Le soutien en santé mentale était déjà très difficile à obtenir avant la pandémie; au cours de cette crise et après, ceux qui développent un problème psychologique ont et auront besoin d’une aide soutenue et durable. À l’Actuel, nous avons été proactifs et mis en place une structure de soutien incluant un travailleur social, une intervenante psychosociale et un téléphoniste dédié aux personnes vulnérables afin que tous ceux qui en ont besoin puissent avoir de l’aide.
Devrait-on ré-instituer les visites en personne avec le patient plutôt que par téléphone ou visio-conférence afin que le médecin puisse mieux évaluer les besoins psychosociaux du patient et l’épauler de façon adéquate ?
Sans aucun doute! A l’Actuel, nous avons tenu à privilégier les consultations en personne précisément pour permettre ce contact rapproché entre le patient, l’infirmier et le médecin. C’est essentiel dans cette période perturbée. Néanmoins, nous offrons aux patients qui le souhaitent la possibilité de consulter par téléphone ou visio-conférence. C’est une décision qui appartient au patient, ce n‘est pas un mode de fonctionnement qui lui est imposé.
La pandémie de COVID-19 a-t-elle un impact sur les efforts de lutte contre le VIH / Sida?
Il est certain que mesures d’hygiène mises en place pendant la pandémie, en conjonction avec de nombreux autres facteurs de vulnérabilité ont une incidence sur la qualité de vie et l’adhérence au traitement de nos patients, qu’il s’agisse de traitement antirétroviral (ARV) ou de PrEP. La recrudescence de décès liés au VIH / sida compte tenu des ruptures de services est l’une des inquiétudes majeures de l’ONUSIDA. Nous ne sommes pas à l’abri de conséquences néfastes même si la situation au Québec n’est pas comparable à d’autres régions du monde nettement plus démunies. Néanmoins, l’arrêt temporaire de traitement antirétroviral par manque de fonds (perte de travail donc d’assurances privées) peut entraîner des rebonds dans la charge virale.

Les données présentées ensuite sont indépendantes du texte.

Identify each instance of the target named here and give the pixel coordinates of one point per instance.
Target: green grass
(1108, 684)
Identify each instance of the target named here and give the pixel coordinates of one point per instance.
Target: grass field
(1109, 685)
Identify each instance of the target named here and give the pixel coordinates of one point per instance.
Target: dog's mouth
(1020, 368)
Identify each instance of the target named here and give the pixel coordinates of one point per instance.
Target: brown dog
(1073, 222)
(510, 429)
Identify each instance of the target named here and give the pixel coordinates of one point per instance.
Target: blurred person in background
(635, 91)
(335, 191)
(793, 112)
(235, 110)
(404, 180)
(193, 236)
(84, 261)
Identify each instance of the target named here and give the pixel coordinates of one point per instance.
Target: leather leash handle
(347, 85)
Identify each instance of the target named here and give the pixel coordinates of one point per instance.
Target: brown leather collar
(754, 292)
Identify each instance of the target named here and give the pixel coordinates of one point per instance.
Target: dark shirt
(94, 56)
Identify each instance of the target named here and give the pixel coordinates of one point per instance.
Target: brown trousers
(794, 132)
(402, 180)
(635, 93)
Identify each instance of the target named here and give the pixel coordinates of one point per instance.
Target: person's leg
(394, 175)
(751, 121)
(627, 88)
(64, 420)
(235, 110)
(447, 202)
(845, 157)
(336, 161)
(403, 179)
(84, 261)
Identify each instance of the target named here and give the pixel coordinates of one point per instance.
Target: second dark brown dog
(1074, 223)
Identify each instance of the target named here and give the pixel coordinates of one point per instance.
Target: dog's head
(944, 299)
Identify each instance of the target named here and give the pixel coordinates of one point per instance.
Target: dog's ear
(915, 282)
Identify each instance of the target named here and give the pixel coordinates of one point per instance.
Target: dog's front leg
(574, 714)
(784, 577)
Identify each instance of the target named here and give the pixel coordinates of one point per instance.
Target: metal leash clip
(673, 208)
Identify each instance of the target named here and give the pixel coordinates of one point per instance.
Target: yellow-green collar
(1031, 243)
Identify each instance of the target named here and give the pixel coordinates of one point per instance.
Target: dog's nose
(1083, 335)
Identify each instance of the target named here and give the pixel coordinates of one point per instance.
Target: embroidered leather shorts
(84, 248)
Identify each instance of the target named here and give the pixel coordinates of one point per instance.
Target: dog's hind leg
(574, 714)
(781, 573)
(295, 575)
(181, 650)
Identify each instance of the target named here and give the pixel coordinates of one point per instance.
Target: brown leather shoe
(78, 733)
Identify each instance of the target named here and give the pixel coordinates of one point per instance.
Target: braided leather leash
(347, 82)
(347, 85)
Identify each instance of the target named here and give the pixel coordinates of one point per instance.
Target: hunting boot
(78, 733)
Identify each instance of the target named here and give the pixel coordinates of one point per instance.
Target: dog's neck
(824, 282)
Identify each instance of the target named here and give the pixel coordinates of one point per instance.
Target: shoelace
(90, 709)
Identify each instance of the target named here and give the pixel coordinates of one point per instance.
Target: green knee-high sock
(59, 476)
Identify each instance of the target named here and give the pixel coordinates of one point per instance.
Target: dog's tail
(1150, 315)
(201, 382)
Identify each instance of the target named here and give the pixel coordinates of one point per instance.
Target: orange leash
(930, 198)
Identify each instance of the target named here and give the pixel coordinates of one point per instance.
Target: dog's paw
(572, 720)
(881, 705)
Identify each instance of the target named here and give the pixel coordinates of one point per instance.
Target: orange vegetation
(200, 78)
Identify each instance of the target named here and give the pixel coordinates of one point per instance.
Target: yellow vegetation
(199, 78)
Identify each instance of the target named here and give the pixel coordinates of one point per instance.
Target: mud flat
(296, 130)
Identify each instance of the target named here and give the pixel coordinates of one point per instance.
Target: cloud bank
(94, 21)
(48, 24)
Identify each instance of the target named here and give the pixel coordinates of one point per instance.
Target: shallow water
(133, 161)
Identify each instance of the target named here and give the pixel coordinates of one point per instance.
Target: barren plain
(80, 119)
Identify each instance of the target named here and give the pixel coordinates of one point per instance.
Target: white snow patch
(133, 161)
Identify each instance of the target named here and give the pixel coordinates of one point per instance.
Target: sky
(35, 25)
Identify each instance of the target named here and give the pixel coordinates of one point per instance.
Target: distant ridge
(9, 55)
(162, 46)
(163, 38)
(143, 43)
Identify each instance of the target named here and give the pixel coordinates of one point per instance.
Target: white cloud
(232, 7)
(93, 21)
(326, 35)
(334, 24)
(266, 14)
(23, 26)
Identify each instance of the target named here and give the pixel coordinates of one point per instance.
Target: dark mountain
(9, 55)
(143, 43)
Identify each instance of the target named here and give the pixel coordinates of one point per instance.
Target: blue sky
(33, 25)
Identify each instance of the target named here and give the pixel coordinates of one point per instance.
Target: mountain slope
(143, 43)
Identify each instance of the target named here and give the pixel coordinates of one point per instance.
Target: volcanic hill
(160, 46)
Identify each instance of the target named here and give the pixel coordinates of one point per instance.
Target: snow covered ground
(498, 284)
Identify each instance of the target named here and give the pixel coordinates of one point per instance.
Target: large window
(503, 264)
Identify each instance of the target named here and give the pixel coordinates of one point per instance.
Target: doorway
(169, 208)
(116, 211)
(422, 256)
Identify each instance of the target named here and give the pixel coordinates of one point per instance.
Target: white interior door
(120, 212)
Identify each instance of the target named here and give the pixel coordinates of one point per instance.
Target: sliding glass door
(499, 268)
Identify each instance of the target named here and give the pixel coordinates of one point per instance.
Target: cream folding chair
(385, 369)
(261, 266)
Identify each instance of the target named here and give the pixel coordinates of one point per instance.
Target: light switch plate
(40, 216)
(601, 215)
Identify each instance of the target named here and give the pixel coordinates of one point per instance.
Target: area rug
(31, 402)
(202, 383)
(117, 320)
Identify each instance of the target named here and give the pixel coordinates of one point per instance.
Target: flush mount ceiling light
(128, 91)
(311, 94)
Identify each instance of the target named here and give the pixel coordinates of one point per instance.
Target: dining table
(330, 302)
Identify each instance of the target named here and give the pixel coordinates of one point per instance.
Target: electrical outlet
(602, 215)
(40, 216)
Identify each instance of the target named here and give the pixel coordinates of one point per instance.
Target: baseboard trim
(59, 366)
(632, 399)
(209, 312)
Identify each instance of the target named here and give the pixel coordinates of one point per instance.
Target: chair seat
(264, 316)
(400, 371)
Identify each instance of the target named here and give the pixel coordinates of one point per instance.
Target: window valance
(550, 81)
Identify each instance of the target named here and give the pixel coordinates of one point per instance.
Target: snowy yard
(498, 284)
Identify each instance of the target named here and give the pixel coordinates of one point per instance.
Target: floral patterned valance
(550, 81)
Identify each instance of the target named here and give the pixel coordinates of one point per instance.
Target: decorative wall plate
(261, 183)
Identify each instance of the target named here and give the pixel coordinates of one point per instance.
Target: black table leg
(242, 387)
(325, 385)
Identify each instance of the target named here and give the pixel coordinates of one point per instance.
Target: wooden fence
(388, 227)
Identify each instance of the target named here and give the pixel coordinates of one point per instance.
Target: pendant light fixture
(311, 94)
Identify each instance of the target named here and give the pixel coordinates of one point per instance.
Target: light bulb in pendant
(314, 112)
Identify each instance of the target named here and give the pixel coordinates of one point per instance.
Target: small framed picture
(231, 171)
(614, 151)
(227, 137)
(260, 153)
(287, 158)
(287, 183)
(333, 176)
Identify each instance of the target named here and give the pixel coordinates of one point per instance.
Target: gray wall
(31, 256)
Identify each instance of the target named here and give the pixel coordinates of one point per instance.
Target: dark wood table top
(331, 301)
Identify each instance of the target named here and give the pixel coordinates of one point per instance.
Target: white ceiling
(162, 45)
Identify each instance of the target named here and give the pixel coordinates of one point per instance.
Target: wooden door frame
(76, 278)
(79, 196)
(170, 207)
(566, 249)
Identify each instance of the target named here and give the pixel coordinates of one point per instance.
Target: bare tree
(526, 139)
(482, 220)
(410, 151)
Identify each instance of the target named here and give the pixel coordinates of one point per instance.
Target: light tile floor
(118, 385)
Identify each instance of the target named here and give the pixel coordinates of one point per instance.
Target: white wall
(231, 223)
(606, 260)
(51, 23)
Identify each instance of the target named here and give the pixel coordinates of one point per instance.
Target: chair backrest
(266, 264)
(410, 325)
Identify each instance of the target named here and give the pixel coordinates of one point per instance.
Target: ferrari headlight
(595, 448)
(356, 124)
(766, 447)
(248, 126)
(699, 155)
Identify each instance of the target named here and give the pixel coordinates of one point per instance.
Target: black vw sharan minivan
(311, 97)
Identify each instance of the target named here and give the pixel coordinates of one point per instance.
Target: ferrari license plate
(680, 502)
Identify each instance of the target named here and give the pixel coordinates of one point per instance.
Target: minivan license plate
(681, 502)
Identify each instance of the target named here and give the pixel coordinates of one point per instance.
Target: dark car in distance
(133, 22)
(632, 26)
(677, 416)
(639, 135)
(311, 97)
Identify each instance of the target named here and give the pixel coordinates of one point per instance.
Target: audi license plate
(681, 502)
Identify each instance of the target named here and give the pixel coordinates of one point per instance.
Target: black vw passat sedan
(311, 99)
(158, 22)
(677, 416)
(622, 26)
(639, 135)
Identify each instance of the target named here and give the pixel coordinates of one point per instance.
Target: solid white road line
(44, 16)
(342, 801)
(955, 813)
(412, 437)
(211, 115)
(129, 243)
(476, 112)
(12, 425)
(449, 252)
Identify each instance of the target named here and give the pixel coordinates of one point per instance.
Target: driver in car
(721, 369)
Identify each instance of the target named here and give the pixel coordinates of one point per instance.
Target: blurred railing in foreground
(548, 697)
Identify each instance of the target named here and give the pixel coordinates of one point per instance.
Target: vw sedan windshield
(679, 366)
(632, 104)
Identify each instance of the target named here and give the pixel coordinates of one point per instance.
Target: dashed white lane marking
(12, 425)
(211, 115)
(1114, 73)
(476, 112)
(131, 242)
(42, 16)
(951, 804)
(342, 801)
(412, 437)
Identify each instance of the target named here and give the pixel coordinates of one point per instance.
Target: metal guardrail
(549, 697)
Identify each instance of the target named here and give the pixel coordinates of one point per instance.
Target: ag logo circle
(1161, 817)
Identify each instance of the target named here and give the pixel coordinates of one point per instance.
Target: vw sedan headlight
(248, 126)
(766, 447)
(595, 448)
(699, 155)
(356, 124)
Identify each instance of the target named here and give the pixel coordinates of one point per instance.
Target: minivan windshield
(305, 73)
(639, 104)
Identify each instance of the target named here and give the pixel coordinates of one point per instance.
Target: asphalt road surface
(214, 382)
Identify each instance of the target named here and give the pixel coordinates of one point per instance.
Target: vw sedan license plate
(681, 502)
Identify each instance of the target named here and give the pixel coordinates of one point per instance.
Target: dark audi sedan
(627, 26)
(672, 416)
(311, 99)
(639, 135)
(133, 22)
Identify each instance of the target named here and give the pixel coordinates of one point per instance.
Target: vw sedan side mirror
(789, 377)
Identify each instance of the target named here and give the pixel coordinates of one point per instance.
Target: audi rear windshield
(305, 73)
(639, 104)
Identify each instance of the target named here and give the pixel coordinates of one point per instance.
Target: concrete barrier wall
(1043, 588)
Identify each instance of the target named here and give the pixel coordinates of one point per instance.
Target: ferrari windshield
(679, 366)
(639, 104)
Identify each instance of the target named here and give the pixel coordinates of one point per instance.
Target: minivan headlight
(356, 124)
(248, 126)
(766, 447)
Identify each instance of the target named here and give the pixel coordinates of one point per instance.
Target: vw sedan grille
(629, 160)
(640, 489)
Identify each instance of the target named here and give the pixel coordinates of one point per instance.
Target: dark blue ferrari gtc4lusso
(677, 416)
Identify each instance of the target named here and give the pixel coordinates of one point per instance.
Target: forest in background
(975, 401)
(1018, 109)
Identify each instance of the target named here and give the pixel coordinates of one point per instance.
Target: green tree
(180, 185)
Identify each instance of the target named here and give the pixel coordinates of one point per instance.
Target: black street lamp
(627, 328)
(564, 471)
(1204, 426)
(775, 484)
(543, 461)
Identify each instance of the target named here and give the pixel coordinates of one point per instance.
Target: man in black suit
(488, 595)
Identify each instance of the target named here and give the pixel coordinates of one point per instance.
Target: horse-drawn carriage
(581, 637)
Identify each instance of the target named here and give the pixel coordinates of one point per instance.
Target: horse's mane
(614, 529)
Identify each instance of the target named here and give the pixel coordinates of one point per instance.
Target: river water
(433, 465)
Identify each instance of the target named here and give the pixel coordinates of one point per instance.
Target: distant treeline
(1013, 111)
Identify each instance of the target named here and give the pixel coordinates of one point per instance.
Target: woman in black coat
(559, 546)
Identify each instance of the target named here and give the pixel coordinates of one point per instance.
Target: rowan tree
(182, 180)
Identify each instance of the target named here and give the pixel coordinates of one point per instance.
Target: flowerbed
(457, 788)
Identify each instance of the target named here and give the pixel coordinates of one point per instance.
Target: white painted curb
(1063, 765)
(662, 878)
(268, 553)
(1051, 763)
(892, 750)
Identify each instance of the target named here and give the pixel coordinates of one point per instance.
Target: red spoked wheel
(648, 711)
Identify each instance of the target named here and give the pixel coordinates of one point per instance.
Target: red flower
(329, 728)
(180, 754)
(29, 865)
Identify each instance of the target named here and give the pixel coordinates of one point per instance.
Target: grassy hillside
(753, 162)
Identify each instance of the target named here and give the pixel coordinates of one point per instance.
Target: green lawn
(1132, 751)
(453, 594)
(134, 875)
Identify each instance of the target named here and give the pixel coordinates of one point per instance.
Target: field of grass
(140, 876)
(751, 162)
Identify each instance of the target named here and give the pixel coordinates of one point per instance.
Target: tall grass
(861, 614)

On pourrait constater le même impact au niveau de la PrEP, si quelqu’un cesse temporairement de renouveler sa prescription compte tenu d’une présumée diminution de rapports sexuels. Si l’on en juge par le taux d’ITSS diagnostiquées à la clinique pendant les périodes de confinement, les rapports sexuels n’ont pas diminué pour tout le monde, et la transmission des ITSS continue d’être élevée. La majorité des ITSS sont asymptomatiques. IL faut continuer le dépistage. Par ailleurs, en ce 1er décembre, journée mondiale du VIH/Sida, il faut se
souvenir que le VIH continue de se transmettre et de provoquer près de 700,000 décès par année. Il ne faudrait pas que les efforts menés contre COVID-19 oblitèrent les 30 années de lutte que nous avons menées.